Every organization should have an email security strategy designed to help minimize the security risks of corporate email. Decreasing email security-related risks can have a dramatic impact on an organization’s exposure to cybersecurity threats. These email security best practices outline important first steps that an organization should take to secure corporate email communications.
- Control device access to email attachments: Prevent total access to sensitive email attachments on vulnerable unmanaged devices (BYOD) while permitting full access to secure managed devices.
- Ensure confidentiality of sensitive communications: Enable secure delivery of email communications and eliminates the traditional barriers of cost and complexity by offering easy administration.
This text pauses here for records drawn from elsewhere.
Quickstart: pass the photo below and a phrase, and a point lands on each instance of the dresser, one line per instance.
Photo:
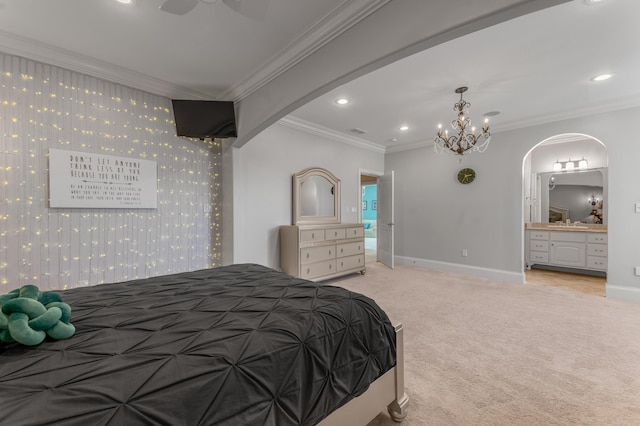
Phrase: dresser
(574, 249)
(321, 252)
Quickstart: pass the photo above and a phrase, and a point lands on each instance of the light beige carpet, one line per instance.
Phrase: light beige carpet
(479, 352)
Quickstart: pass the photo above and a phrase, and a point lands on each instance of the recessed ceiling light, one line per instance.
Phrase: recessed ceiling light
(601, 77)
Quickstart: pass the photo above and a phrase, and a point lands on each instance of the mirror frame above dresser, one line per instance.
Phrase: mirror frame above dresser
(299, 179)
(320, 247)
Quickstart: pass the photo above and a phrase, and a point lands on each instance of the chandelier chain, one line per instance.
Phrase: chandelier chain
(464, 141)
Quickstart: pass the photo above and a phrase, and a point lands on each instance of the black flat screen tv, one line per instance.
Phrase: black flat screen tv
(204, 119)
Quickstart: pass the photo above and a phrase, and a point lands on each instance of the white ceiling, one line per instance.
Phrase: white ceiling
(533, 69)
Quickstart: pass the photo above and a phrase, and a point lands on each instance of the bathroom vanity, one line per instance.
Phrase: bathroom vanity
(578, 246)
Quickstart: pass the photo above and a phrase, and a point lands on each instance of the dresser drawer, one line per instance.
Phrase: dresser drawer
(311, 235)
(597, 238)
(318, 269)
(350, 249)
(538, 257)
(538, 235)
(355, 232)
(596, 250)
(538, 245)
(571, 237)
(350, 262)
(596, 262)
(315, 254)
(335, 234)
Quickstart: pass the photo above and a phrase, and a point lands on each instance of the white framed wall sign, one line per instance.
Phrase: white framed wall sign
(88, 180)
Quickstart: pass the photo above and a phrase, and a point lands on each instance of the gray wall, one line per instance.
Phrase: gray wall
(262, 171)
(436, 217)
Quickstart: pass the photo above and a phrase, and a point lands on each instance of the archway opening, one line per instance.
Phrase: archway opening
(565, 214)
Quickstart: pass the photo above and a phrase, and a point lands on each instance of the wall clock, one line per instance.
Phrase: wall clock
(466, 175)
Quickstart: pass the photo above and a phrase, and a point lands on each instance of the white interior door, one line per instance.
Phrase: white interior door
(385, 219)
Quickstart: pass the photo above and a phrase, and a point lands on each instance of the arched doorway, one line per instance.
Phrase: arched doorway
(565, 199)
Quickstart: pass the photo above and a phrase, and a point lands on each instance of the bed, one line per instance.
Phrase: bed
(240, 344)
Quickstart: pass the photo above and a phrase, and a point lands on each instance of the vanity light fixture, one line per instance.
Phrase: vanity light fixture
(464, 141)
(601, 77)
(569, 165)
(582, 164)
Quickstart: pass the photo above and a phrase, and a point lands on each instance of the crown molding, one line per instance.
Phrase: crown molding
(317, 130)
(51, 55)
(602, 108)
(336, 22)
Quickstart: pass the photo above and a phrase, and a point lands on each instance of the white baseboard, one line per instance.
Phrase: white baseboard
(630, 294)
(476, 271)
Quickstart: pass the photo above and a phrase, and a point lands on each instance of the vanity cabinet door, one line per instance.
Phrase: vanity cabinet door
(565, 253)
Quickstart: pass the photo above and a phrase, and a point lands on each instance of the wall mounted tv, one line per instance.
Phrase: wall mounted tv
(204, 119)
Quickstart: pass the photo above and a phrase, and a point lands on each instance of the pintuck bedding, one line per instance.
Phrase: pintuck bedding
(235, 345)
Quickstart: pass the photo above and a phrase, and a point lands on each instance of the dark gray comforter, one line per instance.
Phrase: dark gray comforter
(236, 345)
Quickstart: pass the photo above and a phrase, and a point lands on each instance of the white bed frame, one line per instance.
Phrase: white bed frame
(387, 391)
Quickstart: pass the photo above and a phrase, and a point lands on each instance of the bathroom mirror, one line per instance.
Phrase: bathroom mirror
(573, 196)
(316, 197)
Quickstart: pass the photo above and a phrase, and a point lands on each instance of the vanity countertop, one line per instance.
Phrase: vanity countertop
(577, 227)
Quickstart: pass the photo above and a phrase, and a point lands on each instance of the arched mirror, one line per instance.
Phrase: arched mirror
(316, 197)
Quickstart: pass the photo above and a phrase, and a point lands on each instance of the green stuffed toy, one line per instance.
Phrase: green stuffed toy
(28, 315)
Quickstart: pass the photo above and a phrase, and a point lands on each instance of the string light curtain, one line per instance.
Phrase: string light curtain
(44, 107)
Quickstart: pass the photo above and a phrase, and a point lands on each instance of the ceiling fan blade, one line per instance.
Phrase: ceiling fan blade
(252, 9)
(178, 7)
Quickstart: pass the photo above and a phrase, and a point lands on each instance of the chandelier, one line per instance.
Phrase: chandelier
(463, 141)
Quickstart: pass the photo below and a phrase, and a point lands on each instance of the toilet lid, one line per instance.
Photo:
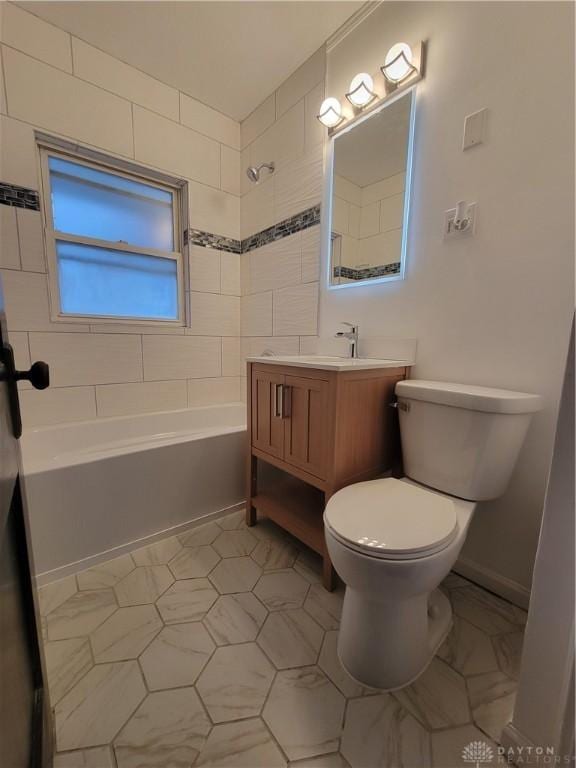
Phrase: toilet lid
(392, 518)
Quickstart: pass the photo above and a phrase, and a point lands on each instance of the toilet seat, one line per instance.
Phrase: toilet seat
(392, 519)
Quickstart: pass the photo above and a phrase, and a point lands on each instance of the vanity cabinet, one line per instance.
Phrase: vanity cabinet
(323, 429)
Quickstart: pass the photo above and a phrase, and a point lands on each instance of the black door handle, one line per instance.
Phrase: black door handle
(38, 375)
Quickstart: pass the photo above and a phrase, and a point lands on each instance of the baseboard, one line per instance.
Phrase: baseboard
(81, 565)
(500, 585)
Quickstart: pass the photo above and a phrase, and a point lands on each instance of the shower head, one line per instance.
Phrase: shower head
(254, 171)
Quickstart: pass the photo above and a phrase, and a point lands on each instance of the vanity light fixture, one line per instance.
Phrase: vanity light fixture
(330, 112)
(361, 90)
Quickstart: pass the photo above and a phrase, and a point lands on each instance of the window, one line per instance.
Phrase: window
(113, 243)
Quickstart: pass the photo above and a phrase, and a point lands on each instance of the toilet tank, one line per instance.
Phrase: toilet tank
(461, 439)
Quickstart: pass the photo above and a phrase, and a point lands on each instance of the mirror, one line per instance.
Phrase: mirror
(369, 202)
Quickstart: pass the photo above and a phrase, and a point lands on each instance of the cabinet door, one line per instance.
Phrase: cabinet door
(267, 422)
(305, 437)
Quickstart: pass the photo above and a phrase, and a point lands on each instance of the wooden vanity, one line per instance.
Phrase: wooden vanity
(325, 425)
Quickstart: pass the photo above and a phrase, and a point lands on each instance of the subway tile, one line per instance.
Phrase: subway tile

- Identify explicit images to enforce acceptable use: Proactively monitor, educate, and enforce company email policy for explicit or pornographic image attachments.
- Spam and phishing protection: Detect unwanted spam and unsafe phishing emails, allowing customers to block, quarantine, or take other actions.
- Educate users to improve security awareness: Unique phishing education with feedback capabilities educates employees as they make mistakes, helping them to better learn and understand safe email best practices.
- Set up Two Factor Authentication (2FA): Email users must protect their email accounts using Two-Factor Authentication (2FA). In a 2FA environment, a password is just one piece of the puzzle to access an email account; users need the other pieces to authenticate and gain access.
- Employ Endpoint Protection: Deploy an email dedicated anti-virus/anti-malware solution to scan files, attachments, and websites and identify email-borne attacks, including malicious attachments and fake URLs. This solution could stop Malware and prevent users from opening attachments or malicious links.
- Use Email Protection Software: Business Email protection software such as Proofpoint provides basic email security capabilities, including anti-phishing, anti-spam, anti-malware, and anti-virus.